Reklama

Siły zbrojne

Polscy spadochroniarze na ćwiczeniach w Turcji

Boeing C-17 Globemaster III należący do programu Strategic Airlift Capability | Fot. Gerard van der Schaaf (CCA 2.0)
Boeing C-17 Globemaster III należący do programu Strategic Airlift Capability | Fot. Gerard van der Schaaf (CCA 2.0)

Spadochroniarze 6. Brygady Powietrznodesantowej wezmą udział w ćwiczeniu EFEZ-16, które odbywa się Turcji. Polscy żołnierze wraz z całym sprzętem zostali przetransportowani samolotem C-17 Globemaster, należącym do Strategic Airlift Capability (SAC).
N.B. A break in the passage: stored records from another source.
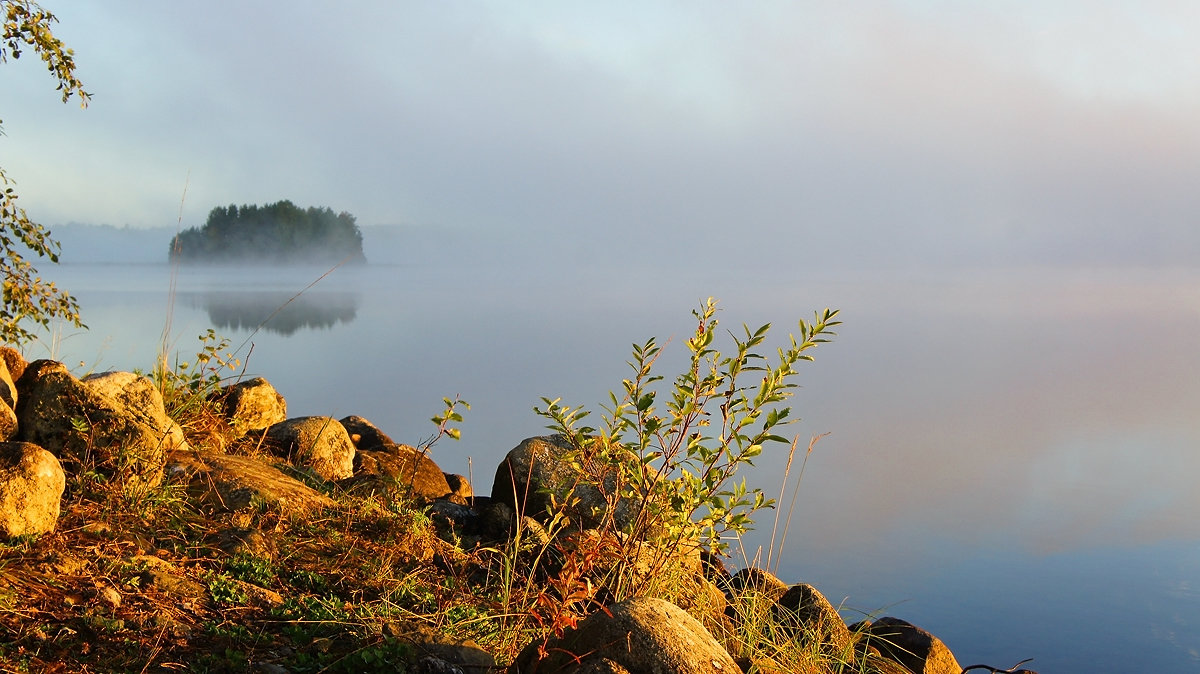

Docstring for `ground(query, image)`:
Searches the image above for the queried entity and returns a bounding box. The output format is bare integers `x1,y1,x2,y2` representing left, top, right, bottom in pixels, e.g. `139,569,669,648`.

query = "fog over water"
33,227,1200,672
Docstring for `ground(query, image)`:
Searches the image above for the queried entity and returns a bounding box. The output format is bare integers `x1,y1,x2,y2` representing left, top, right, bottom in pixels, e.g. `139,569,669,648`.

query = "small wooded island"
168,200,367,264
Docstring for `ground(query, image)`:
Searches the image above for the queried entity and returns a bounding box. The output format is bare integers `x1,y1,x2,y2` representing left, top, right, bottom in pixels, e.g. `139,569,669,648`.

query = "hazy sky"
5,1,1199,268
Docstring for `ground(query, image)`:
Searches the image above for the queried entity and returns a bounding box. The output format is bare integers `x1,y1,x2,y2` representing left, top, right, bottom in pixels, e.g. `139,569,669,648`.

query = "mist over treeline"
39,219,1197,271
168,201,366,265
43,223,403,266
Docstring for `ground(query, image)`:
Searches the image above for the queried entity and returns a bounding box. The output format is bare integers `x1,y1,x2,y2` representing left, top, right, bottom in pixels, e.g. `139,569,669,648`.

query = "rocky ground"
0,348,1021,673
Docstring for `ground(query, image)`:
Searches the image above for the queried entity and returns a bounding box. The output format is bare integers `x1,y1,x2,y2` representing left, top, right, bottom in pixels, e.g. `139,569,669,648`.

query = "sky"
4,0,1200,268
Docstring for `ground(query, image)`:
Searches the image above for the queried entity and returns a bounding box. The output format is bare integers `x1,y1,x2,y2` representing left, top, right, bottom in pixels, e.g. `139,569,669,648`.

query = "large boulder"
217,377,287,437
511,596,738,674
81,371,189,448
0,442,66,538
772,583,854,656
350,444,451,500
16,361,189,490
863,617,962,674
262,416,355,481
492,435,638,530
165,450,335,515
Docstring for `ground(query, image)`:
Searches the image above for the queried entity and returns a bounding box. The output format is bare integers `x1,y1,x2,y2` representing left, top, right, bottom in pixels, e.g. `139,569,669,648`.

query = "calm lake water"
33,259,1200,673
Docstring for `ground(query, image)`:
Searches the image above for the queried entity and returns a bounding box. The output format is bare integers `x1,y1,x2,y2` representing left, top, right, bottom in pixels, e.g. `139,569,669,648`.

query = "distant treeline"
169,200,366,264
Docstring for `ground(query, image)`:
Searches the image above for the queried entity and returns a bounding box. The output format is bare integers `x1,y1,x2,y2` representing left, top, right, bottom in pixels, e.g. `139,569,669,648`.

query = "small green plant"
424,395,471,447
151,328,244,451
535,298,839,585
205,571,249,605
286,637,413,674
224,552,276,587
155,328,242,404
287,568,328,593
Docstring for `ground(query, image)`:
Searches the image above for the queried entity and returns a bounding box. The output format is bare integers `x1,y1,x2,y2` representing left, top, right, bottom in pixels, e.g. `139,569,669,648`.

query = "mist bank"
44,221,1197,271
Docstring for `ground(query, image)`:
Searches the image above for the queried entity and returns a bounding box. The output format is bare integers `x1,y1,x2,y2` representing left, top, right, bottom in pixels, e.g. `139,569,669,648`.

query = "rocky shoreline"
0,348,1032,673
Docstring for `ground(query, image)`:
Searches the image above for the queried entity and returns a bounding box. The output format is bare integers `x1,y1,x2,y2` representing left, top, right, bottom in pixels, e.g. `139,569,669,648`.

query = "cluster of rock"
0,353,468,536
483,436,978,674
0,350,1015,674
509,595,967,674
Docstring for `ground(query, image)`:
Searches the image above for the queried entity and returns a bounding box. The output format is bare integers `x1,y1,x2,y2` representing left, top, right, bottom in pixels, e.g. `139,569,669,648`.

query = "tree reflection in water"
187,290,359,336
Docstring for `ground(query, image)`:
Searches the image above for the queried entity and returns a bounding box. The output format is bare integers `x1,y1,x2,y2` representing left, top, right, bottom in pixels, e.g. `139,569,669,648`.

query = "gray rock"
573,658,631,674
263,416,355,481
414,657,463,674
864,617,962,674
477,500,516,542
492,435,638,530
512,596,738,674
218,377,287,436
0,442,65,538
444,473,473,502
772,583,854,656
16,361,188,490
350,445,451,500
427,500,476,529
166,450,336,515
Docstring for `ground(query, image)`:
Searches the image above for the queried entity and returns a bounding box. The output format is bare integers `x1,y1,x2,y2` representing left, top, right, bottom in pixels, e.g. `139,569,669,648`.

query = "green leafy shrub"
153,328,242,450
535,298,839,580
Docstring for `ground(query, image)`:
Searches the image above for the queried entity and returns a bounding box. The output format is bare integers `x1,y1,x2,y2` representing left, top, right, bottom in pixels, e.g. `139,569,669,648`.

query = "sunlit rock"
262,415,355,481
864,617,963,674
511,596,738,674
217,376,287,437
0,441,65,539
444,472,472,502
492,435,638,530
772,583,854,656
165,449,335,514
16,361,187,490
0,347,26,386
391,623,495,674
348,444,451,500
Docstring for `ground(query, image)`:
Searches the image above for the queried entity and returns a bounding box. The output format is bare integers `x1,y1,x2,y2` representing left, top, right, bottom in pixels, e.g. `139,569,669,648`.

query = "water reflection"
47,264,1200,672
185,290,359,335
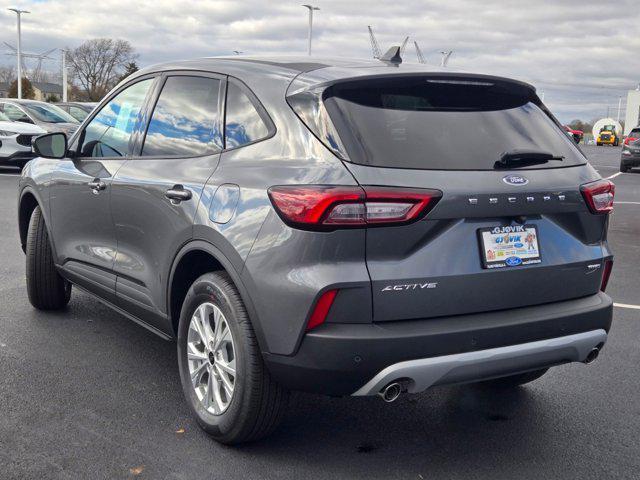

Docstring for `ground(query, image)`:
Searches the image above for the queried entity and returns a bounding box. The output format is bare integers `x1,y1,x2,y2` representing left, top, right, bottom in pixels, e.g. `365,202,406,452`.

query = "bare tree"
67,38,137,101
0,65,16,85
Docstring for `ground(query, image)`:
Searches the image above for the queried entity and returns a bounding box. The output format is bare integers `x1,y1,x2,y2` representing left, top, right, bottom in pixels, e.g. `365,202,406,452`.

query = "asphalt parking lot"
0,145,638,480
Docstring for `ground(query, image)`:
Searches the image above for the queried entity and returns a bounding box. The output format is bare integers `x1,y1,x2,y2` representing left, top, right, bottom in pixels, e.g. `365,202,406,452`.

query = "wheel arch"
167,240,266,351
18,187,41,253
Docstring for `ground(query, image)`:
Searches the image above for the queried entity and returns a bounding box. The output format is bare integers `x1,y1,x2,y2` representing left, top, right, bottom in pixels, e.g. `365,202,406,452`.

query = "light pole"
617,95,622,122
302,4,319,56
61,49,68,102
8,8,30,99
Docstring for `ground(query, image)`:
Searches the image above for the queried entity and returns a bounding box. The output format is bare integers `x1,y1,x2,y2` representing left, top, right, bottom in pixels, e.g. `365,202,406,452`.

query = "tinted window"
225,81,270,148
2,104,31,122
142,76,222,157
322,77,585,170
24,103,77,123
80,79,153,158
69,106,89,121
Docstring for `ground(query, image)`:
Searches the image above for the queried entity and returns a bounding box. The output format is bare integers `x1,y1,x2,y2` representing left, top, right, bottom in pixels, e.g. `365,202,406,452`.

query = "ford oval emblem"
503,175,529,186
505,256,523,267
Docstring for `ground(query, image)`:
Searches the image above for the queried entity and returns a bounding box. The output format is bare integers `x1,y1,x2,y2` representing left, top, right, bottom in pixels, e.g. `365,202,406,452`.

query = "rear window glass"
630,129,640,137
224,81,270,148
142,76,222,157
322,77,585,170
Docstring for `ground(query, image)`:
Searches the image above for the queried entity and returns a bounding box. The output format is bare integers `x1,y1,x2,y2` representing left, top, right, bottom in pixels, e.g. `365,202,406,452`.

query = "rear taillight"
624,136,637,145
600,259,613,292
268,185,442,230
580,179,615,214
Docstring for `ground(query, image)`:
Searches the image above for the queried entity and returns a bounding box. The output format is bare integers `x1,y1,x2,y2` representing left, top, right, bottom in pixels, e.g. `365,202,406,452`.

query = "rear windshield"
630,129,640,137
322,77,585,170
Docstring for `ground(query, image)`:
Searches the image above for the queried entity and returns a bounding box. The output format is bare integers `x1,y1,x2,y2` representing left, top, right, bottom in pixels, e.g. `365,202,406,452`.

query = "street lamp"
61,49,68,102
302,4,320,56
8,8,30,99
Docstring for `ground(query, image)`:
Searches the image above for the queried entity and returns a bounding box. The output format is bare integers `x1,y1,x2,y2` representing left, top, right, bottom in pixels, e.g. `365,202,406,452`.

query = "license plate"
478,225,541,269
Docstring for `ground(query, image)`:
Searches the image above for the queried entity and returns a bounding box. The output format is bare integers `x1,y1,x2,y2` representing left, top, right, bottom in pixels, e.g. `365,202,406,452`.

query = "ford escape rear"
18,56,614,444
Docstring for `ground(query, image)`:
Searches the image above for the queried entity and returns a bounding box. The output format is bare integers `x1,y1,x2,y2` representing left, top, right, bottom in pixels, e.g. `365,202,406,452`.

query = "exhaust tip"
378,382,402,403
583,348,600,364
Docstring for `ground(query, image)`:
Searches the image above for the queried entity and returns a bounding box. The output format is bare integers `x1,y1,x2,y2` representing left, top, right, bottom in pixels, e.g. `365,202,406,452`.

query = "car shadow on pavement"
16,293,563,478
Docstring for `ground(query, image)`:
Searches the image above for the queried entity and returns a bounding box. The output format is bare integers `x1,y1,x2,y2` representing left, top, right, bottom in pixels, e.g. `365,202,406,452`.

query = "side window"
70,106,88,121
142,76,222,157
224,81,271,148
80,79,153,158
4,104,31,122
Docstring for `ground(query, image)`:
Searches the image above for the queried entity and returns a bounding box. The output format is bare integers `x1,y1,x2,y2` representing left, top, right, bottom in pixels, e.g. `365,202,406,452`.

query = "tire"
25,206,71,310
177,272,288,444
620,162,630,173
479,368,548,388
596,142,601,146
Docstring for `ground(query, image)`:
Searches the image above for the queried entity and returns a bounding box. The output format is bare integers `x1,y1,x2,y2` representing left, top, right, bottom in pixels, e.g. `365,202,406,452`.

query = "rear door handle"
88,179,106,194
165,185,192,203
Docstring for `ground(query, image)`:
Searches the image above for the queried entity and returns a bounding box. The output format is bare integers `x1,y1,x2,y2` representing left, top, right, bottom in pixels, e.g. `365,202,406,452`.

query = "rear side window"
224,81,270,148
142,76,222,157
291,76,585,171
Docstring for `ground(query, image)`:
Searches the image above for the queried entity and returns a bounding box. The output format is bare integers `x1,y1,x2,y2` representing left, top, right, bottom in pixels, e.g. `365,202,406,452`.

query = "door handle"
165,185,192,203
88,179,106,194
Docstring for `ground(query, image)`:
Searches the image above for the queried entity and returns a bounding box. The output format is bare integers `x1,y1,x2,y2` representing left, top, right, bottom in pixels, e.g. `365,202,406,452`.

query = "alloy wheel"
187,302,237,415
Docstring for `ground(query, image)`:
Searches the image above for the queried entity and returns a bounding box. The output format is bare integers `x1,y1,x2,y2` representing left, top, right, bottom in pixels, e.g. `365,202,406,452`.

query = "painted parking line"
606,172,623,180
614,303,640,310
615,201,640,205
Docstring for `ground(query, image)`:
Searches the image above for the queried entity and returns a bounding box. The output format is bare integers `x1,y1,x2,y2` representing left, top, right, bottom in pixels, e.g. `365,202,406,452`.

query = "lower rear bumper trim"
352,329,607,396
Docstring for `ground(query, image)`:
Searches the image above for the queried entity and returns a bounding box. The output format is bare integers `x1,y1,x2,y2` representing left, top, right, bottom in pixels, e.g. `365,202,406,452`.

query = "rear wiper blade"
494,150,564,169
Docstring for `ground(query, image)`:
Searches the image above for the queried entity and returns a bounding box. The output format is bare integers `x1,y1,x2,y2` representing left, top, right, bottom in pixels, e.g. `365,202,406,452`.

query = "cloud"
1,0,639,122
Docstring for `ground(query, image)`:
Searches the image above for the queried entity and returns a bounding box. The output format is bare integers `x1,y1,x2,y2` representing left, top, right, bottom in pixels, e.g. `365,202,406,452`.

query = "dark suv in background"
18,56,614,444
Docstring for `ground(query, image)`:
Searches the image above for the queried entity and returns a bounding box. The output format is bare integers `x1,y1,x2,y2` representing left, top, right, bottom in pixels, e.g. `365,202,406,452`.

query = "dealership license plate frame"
477,225,542,269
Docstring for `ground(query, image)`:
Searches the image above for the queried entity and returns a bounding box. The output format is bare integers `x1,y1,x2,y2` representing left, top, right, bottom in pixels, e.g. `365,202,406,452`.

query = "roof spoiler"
379,46,402,66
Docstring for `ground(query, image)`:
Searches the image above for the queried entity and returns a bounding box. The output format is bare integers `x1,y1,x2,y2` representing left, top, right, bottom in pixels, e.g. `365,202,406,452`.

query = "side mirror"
33,132,68,159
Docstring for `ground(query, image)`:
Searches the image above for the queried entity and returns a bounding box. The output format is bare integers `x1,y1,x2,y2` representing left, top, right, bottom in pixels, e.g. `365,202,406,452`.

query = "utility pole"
439,50,453,67
617,95,622,122
414,41,426,64
302,4,319,56
8,8,30,99
368,26,382,59
61,49,68,102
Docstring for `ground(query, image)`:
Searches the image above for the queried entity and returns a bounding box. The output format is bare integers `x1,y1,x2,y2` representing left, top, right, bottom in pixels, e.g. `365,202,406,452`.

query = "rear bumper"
621,153,640,166
353,329,606,396
0,149,35,166
264,292,613,396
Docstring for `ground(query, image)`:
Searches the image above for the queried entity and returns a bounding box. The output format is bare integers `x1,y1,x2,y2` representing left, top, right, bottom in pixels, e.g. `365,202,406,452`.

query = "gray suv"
18,56,615,444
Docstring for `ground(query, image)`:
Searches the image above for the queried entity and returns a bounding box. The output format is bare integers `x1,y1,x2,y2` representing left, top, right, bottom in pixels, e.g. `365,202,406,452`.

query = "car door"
49,77,157,303
110,72,224,334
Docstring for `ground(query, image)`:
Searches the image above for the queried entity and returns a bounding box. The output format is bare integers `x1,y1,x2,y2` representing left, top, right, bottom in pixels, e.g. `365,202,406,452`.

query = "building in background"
0,83,9,98
624,88,640,135
32,82,63,101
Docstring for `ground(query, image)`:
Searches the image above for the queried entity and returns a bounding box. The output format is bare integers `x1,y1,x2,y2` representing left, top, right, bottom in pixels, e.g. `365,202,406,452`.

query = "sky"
1,0,639,123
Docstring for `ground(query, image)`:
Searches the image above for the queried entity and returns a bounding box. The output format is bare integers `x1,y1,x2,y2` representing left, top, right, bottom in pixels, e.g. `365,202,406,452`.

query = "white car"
0,111,46,169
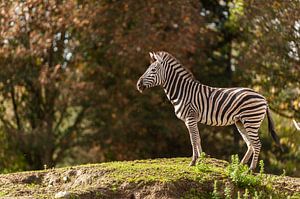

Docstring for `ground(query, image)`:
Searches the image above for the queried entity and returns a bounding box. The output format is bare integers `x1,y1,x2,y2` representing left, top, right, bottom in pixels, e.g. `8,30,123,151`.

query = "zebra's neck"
162,66,199,105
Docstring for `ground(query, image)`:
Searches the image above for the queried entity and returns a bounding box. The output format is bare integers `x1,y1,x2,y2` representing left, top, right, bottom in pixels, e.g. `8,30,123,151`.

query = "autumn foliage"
0,0,299,176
Ponad 50 zwiadowców i artylerzystów z 18. batalionu powietrznodesantowego z Bielska Białej, wchodzącego w skład 6. Brygady Powietrznodesantowej, bierze udział w międzynarodowych ćwiczeniach na tureckim poligonie w rejonie Izmiru. Przerzut żołnierzy oraz sprzętu rozpoczął się z lotniska w Balicach 14 maja. W samolocie C-17 Globemaster, oprócz żołnierzy, znalazło się całe niezbędne wyposażenie, czyli broń, moździerze, amunicja i osiem pojazdów HMMWV.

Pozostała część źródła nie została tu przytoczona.